On Wednesday, Dec. 9, health officials counted 75 new deaths. A total of 8,075 people have died while infected with the virus in LA County since the pandemic began.
Additionally, officials reported 9,243 new cases on Wednesday; 475,271 cases have been tallied since the pandemic began, though many have since recovered.
The daily county update did not include the latest figures from Pasadena and Long Beach, which operate their own health departments. Pasadena reported 85 new cases Wednesday, bringing its total to 4,414; the city’s death toll increased by one, to 138. Long Beach reported 422 new cases, for a total of 19,608, as well as one new death, for a total of 288.
The recent spike in new cases marks a 300% increase in the average number of new daily cases, compared to rates seen in November, Ferrer said. Meanwhile, this week, the county has seen twice as many new cases on average as it had in the last week of November.
Many of these were in the southern and eastern parts of the county where the virus is spreading more rapidly, particularly among minorities such as Pacific Islanders and Asians, as well as Latinos and Blacks.
In the city of Rosemead, for instance, case rates per 100,000 people have increased by 456% throughout November, comparing two two-week periods against one another.
Though Rosemead saw a more dramatic increase than many other cities and neighborhoods, others weren’t too far off.
In the Century Palms/Cove neighborhood, there’s been a 410% increase; in Lennox, it’s 492%. Claremont has seen a 345% increase while Hawthorne saw a 313% increase. San Gabriel, meanwhile, experienced a 252% increase as Silverlake saw 264%.

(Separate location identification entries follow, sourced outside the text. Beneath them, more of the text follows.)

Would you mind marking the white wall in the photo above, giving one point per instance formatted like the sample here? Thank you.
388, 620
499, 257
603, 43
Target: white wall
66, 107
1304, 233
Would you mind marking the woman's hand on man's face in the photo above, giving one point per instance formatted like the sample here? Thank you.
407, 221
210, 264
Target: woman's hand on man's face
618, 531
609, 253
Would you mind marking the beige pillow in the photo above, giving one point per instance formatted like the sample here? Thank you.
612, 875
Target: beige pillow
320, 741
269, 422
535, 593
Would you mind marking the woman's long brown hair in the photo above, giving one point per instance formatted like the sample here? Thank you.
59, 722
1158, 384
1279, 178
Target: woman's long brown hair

Other neighborhoods and cities with dramatic increases include: La Verne, South El Monte, Vermont Vista, Palms, Lawndale, Westchester, Willowbrook, San Pedro, San Dimas, Diamond Bar, Whittier, Valinda, Vermont Knolls, La Mirada, Carson, Temple-Beaudry, Chatsworth and Highland Park.

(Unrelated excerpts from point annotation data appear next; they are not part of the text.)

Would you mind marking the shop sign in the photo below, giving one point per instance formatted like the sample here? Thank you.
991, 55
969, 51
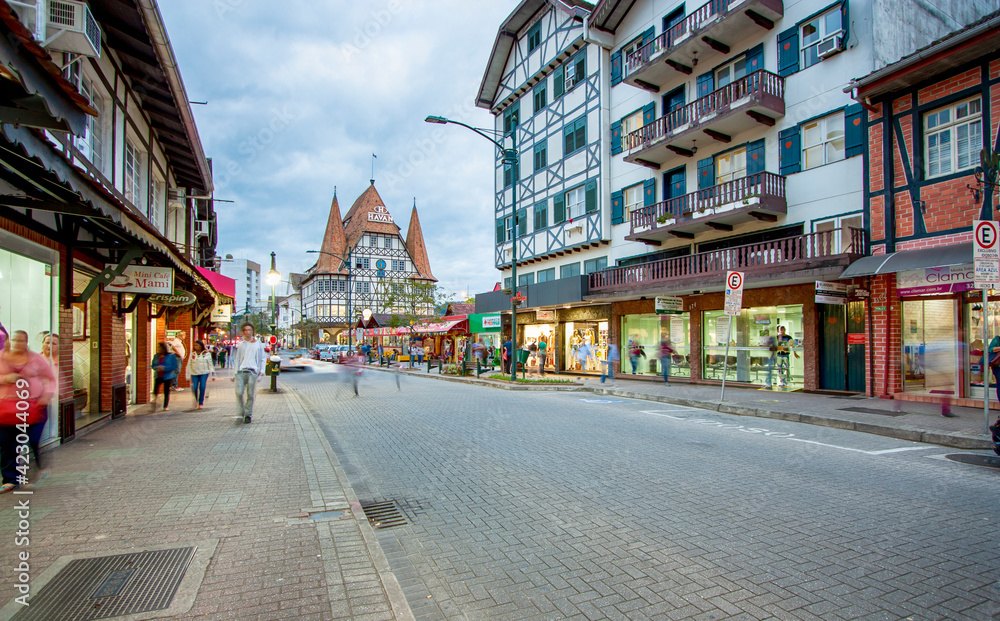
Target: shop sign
831, 293
669, 306
951, 279
142, 279
222, 313
177, 298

“If you live and work in these communities, please know that many people who live and work around you are now infected,” Ferrer said.
Across the county, at this point, Ghaly said, “As many as one in every 100 individuals that you interact with in the community are infectious,” and two-thirds of those infections are from asymptomatic folks who feel fine.

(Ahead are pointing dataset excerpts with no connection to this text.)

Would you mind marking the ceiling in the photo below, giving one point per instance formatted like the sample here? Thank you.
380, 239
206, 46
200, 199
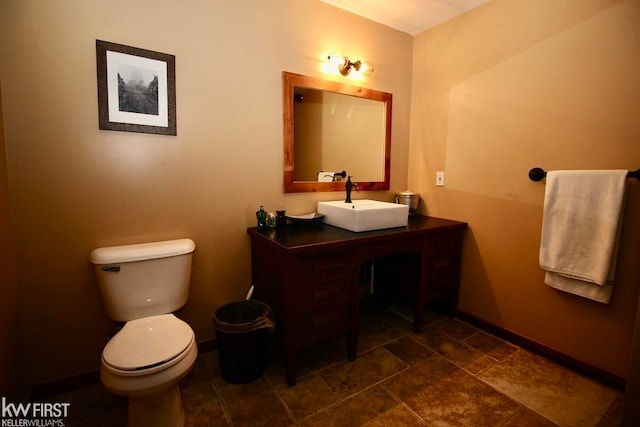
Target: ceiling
409, 16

“Keep in mind how risky basic activities with others are,” Ghaly said. “Things that were safe one month ago, or two months ago, are not safe. … The vaccine is around the corner but we can’t sit idly by.”
County officials have been concerned that when the vaccine arrives in LA County, it will be in short supply — as it will be everywhere in the country at first — and healthcare workers and residents in long term care facilities will be prioritized, Ghaly said.
Across the entire Southern California region, intensive care unit capacity slipped to 9% on Wednesday, a full percentage point drop from the day before.
State officials are using this metric to determine which regions are subjected to the most recent stay-at home order, which closed all nonessential businesses except for retail, barred private gatherings of any size, required masks and physical distancing at all times, and shuttered outdoor dining ventures, forcing restaurateurs to serve only takeout and delivery.
The order applies to regions with less than 15% capacity left in ICUs.
Southern California’s 9% remaining capacity is a little misleading, however, as state officials decided that hospitals should only have 30% of their ICU capacity taken up by coronavirus patients, Ferrer said.
If a hospital has more than 30% capacity filled by COVID-positive patients, “You get a penalty,” she said.
As of Sunday, Dec. 6, Los Angeles County had 46% of its ICU capacity filled with coronavirus patients.
The state’s latest stay-at-home order is expected to be in effect for at least another two weeks, though it can be extended if the region’s ICU capacity does not improve.